ChannelPartner Workshop: Successful with managed services around Microsoft 365
The message from Microsoft is clear and precise: When using Microsoft 365 (formerly Office 365), the group takes care of the operation, security and availability of applications, the underlying operating system and the physical infrastructure. This relieves his customers of a lot of work compared to running the software on their own servers. However, he expressly rejects responsibility for security, archiving, data protection, compliance and backup of the data. Users have to take care of this themselves. This is regulated in the Modell der “Shared Responsibility”. Microsoft is by no means alone with this classification. Other large SaaS providers – such as Salesforce – proceed in a similar way.
With Microsoft 365, however, this fact has not yet reached many companies. “Many companies have tried to switch quickly to Microsoft Teams. First of all, it was important to keep productivity high, and the focus was not so much on security,” reports Mischa Rohleder, Cloud Security Consultant Controlware as part of the ChannelPartner workshop on Microsoft 365. “But if the security is low, the attackers know that too. It is then easier for them or the inhibition threshold is lower – and the profit potential increases. Therefore, a certain amount of time was clearly visible that the number of attacks has increased. In the meantime, however, customers are gradually becoming more aware that they need to improve security. ” This is exactly where system houses and IT service providers can start. Michael Watzl, Director Channel Sales DACH, provides the figures Mimecast.

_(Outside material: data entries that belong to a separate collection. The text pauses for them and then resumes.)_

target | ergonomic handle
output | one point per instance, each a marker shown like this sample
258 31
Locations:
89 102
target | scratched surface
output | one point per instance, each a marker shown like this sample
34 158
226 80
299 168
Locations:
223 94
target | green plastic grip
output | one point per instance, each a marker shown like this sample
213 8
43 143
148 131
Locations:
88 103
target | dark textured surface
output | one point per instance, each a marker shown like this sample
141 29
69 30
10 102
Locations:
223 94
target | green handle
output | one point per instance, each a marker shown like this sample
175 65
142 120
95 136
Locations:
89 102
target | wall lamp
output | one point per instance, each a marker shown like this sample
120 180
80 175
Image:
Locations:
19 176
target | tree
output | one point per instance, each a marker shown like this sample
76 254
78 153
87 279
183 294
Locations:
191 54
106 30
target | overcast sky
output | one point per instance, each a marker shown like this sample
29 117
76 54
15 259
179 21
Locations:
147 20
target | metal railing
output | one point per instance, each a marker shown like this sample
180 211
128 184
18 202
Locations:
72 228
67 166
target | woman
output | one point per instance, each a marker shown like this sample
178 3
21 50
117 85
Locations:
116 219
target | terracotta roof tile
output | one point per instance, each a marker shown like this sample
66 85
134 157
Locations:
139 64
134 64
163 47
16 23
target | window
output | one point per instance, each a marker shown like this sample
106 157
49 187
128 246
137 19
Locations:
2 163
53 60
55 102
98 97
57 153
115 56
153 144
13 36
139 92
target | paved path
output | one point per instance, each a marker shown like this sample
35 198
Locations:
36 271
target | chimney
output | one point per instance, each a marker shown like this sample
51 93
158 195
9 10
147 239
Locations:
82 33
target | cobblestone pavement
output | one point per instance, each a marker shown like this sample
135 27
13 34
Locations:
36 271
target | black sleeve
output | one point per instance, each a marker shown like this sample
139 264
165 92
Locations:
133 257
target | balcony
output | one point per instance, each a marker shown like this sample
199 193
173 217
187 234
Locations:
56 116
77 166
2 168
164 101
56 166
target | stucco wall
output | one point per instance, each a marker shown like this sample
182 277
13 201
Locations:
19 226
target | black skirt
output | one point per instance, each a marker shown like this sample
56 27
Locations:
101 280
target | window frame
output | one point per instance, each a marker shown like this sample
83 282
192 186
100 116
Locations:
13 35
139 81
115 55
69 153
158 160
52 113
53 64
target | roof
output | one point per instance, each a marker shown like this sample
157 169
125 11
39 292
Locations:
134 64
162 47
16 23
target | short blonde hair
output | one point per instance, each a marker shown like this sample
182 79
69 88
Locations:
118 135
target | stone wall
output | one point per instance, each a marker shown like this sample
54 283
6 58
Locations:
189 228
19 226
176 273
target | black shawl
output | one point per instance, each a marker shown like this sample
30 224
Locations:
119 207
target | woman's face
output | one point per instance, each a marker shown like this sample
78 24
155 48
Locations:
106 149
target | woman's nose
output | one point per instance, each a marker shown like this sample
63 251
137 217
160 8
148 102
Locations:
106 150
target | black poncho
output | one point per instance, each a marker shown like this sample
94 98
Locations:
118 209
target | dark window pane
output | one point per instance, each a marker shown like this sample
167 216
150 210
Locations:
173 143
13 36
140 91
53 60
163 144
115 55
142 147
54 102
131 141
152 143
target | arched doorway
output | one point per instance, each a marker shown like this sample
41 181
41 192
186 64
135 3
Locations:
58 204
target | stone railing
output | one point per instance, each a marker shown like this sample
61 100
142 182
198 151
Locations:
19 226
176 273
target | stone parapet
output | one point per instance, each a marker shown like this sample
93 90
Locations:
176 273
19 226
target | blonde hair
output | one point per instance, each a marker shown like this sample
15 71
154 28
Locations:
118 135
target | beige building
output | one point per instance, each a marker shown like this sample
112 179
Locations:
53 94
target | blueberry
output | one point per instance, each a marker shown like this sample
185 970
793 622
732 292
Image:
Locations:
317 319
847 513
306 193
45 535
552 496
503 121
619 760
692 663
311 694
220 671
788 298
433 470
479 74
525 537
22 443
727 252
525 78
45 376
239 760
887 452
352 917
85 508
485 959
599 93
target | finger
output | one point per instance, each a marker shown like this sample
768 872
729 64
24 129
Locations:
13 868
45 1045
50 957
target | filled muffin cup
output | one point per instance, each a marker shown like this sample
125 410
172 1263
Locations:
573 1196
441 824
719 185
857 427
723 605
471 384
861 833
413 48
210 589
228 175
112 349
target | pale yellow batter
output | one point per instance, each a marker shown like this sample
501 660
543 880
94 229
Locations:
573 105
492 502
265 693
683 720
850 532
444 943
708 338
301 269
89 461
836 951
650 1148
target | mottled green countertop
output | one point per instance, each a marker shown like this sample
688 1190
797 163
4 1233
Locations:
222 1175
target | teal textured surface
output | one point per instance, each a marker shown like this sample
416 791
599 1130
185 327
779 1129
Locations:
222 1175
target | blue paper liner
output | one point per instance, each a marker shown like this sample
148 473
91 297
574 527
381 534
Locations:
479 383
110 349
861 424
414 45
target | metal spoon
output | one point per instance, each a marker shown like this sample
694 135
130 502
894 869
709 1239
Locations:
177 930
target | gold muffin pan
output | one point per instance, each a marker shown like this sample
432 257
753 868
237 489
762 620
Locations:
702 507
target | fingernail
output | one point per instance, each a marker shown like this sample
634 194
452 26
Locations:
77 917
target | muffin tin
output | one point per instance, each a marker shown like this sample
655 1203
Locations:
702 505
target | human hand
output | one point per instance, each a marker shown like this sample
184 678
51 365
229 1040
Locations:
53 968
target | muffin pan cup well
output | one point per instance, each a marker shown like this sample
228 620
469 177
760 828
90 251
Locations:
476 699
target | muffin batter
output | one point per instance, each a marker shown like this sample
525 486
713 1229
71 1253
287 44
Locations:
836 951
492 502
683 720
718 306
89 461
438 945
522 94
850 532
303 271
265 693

“Regardless of which Microsoft Exchange Online Protection license a company uses, additional solutions are still important: We tested with the most extensive license model, E5, and even with that, 22 percent of spam and malware still get through – and that is a very high proportion With our quality and customer feedback, we are so far advanced that we can offer every customer a standard SLA that includes 100 percent antivirus performance and 98 percent detection performance for spam with a false positive rate of less than 0 , 0001 percent assures. “
“There are both companies who rely on having all worries out of the way with a contract for E3 or E5, and those who know in advance what Microsoft can and cannot do and plan accordingly,” reports Mimecast spokesman Watzl from his experience.
“We try to calculate the individual added value for each customer,” says Channel Manager Steven Kugler, explaining the approach of Avepoint. “We do this together with the partners by explaining the options and the possibilities of our solutions to partners as extensively as possible and pointing out the pain and the problem areas that we can fix.” However, Kugler admits: “However, none of this is applicable if the customer does not have this pain or does not feel it or simply has no budget for it.” These aspects would of course have to be taken into account before an extensive analysis and go through with the customer first.
Controlware also relies on an initial check-up of the security configurations in Microsoft 365 before the start of a project or contract. “This usually results in around 80 recommendations,” explains Patrick Benesch. In addition, “a lot of facts would be uncovered, where the customers fall off the stool in shock.” An example of this is when customers see that their employees, who have been using Microsoft Teams for a year and a half, have granted access rights to dozens of third-party applications – that is, third-party services are granted access to e-mails and company data. Such shocks are beneficial – and raise awareness among companies that they should be dealt with by someone who is familiar with security and compliance in this environment.
Barracuda SME also insists that insight comes from insight: “As a basic product, we offer a remote monitoring management tool that enables complete visibility of all devices in the company. It enables weak points to be identified, patch management to be carried out and service plans to create “, summarizes Kay-Uwe Wirtz, Regional Account Director (DACH) at Barracuda MSP.
“Since everything is developing in the direction of software-defined and automation, we of course also provide the interfaces to well-known companies such as ServiceNow, which can be used to automate everything and add a ticketing system. About our offer for e-mail security in turn, many other connections are possible, not only to Microsoft 365 customers, but also in all other areas – ultimately up to SASE or Zero Trust Network Access, “says Wirtz, showing partners prospects for expanding business with existing customers.